Farrell looked confused for a moment. 'No, I mean – oh, did you come up earlier? Before it all –'
'Farrell, what's happened?'
The book fell from Sherlock's hands. He was aware that his face looked surprised despite itself.
'Oh!' Farrell waved his hand a little. 'Nothing too tragic – it's just John and Harry. They've had a – well, a bit of a major tiff. It got a bit loud so we had to intervene. You probably ought to know though, because – well, John's upset, and –'
'Haven't the girls gone home?' asked Sherlock, with a glance at the clock.
'Oh, they have now,' Farrell replied. 'John's in the San. with his nose in a hanky. It's not serious. He'll be up soon.'
Sherlock's face contorted. He didn't know how to react. John and Harry, arguing! Last time he had seen them together – but they had written letters since – and to be perfectly honest he hadn't seen much of them in the holidays – and he had always thought that they got on famously! What had happened? Why hadn't he known about it? Why hadn't he – guessed?
'What did they argue about?' he asked, in a voice quieter than he intended.
'Oh, things,' Farrell said. 'I didn't catch too much of it. I think the result of the cricket was the last straw though. Wait – ssh! – I think he's coming.'
There were indeed footsteps on the corridor carpet outside; a moment later the door opened and John shambled in, rubbing his nose, which was still flanked by stray flakes of blood. He tossed a reddened handkerchief into the laundry-basket by the door and went to sit on his bed, only then noticing that the room was already occupied.
'Evening, Sherlock, Will,' he said vaguely.
'Are you all right?'
John looked astonished. He had been waiting for that question to come from William Farrell, who, being normal, would surely be curious and concerned about him. He perhaps hadn't expected to hear it in Sherlock's voice.

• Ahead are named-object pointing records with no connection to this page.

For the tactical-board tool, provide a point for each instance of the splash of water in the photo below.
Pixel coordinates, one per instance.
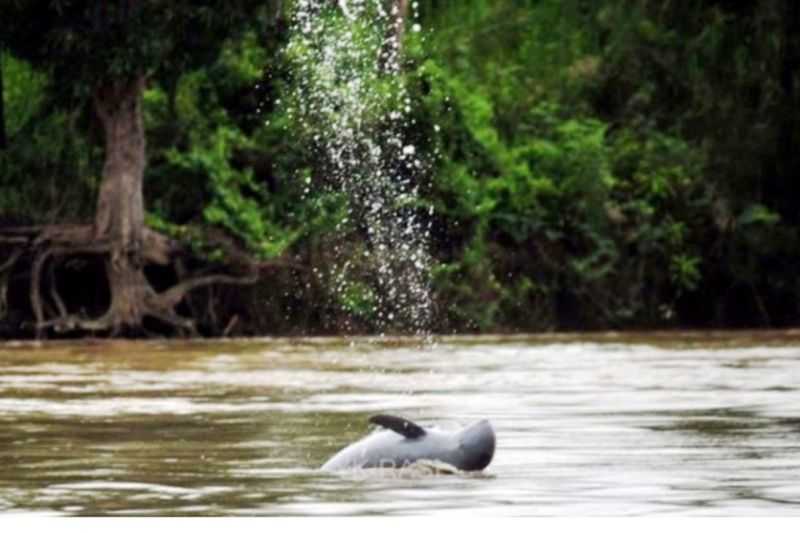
(350, 101)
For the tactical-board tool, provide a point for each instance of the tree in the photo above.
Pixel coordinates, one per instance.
(106, 53)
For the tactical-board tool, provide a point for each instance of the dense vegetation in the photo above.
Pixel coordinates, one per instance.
(604, 164)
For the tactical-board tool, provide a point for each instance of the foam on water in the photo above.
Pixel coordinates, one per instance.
(350, 104)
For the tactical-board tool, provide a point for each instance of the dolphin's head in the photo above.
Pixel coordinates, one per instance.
(477, 445)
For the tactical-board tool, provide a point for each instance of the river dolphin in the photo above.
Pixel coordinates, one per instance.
(403, 443)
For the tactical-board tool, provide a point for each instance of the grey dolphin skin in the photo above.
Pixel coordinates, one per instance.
(403, 443)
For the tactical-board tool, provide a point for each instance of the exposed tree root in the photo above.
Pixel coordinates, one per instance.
(133, 299)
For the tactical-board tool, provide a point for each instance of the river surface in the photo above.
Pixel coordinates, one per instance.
(681, 424)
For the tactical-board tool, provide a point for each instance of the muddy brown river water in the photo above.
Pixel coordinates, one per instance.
(681, 424)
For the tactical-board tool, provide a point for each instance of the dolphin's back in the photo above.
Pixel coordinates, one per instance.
(388, 449)
(405, 443)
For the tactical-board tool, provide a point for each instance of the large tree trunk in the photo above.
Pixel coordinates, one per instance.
(119, 219)
(118, 235)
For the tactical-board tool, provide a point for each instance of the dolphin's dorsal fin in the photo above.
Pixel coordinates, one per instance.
(399, 425)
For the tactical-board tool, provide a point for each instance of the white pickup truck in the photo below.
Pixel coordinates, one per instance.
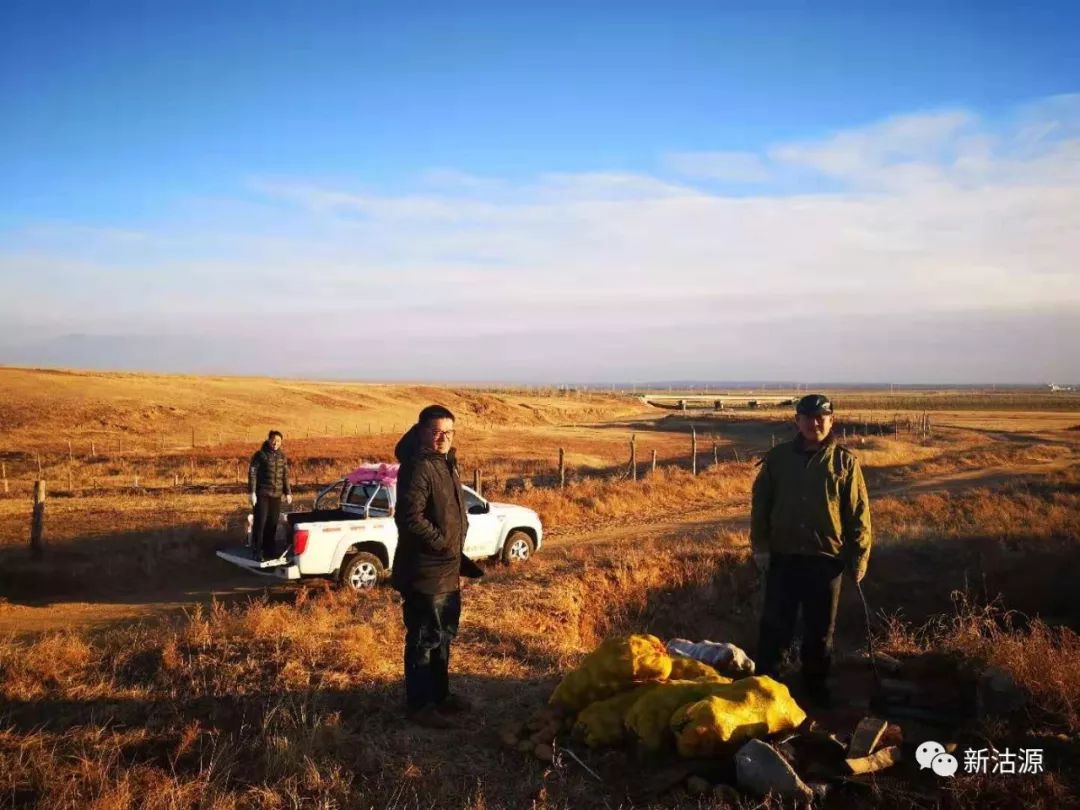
(350, 534)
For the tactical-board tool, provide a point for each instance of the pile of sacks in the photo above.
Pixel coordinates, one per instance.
(701, 699)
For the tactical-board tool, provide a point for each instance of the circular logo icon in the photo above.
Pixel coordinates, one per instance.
(926, 753)
(944, 765)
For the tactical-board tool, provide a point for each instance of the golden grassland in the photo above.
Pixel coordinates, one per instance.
(293, 699)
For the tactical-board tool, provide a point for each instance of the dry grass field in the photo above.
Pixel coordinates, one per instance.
(136, 670)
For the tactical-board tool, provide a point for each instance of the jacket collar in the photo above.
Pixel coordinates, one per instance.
(800, 444)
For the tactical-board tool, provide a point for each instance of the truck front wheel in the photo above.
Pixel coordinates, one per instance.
(517, 549)
(362, 571)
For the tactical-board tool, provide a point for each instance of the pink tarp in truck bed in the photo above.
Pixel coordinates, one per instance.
(374, 474)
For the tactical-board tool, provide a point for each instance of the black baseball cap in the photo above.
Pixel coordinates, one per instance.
(813, 405)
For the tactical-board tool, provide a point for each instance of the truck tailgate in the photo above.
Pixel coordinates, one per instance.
(280, 568)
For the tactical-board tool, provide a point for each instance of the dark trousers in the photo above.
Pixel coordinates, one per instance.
(431, 622)
(795, 580)
(265, 527)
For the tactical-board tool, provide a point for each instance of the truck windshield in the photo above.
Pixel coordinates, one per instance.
(370, 495)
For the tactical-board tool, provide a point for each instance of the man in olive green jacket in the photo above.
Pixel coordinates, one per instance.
(810, 520)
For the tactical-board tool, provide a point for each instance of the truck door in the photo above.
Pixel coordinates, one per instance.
(484, 528)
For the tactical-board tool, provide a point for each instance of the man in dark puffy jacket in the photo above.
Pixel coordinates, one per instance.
(810, 520)
(432, 523)
(268, 482)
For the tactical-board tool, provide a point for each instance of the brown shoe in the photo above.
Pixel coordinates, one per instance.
(429, 717)
(454, 704)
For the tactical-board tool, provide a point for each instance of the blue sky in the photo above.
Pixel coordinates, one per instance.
(607, 183)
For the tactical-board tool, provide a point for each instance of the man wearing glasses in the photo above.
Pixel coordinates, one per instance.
(810, 520)
(432, 523)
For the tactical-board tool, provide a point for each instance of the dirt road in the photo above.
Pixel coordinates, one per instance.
(102, 610)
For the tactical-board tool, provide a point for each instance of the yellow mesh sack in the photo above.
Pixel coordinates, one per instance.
(649, 717)
(618, 664)
(736, 712)
(603, 723)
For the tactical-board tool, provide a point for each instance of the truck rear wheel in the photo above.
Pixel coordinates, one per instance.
(362, 571)
(517, 549)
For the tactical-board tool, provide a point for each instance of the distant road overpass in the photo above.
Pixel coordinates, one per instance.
(714, 401)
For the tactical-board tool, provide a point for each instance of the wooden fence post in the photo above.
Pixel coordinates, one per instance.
(38, 520)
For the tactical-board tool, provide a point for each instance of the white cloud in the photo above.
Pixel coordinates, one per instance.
(941, 216)
(723, 165)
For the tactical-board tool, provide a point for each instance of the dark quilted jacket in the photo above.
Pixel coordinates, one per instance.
(431, 520)
(268, 473)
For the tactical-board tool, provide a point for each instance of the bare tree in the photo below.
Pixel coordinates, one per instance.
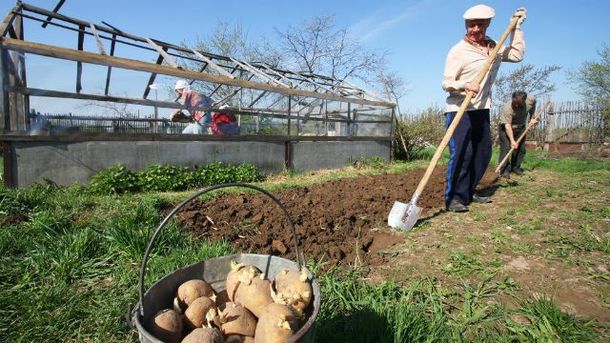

'I'm – I'm fine, Sherlock,' he stammered.
'Farrell told me what happened.' Sherlock's voice was gentler than usual, and there was more than a hint of genuine concern in there, a bizarre sound from one so aloof.
John shrugged. 'It was my fault, really. Shouldn't have said – things. I don't know. I don't know how it happened. Anyway, me and Harry –' He didn't need to finish his sentence.
'I hope it blows over soon,' Farrell supplied, filling an awkward silence.
'I hope so,' John said, leaning back onto his pillow.
'I hope so too,' said Sherlock, shooting a glance towards John that was filled with more empathy than he had ever shown in his life before. Perhaps John was curious about this outpouring of emotion, but he did not question it, merely acknowledging it with a grateful but tired smile, and falling asleep where he lay.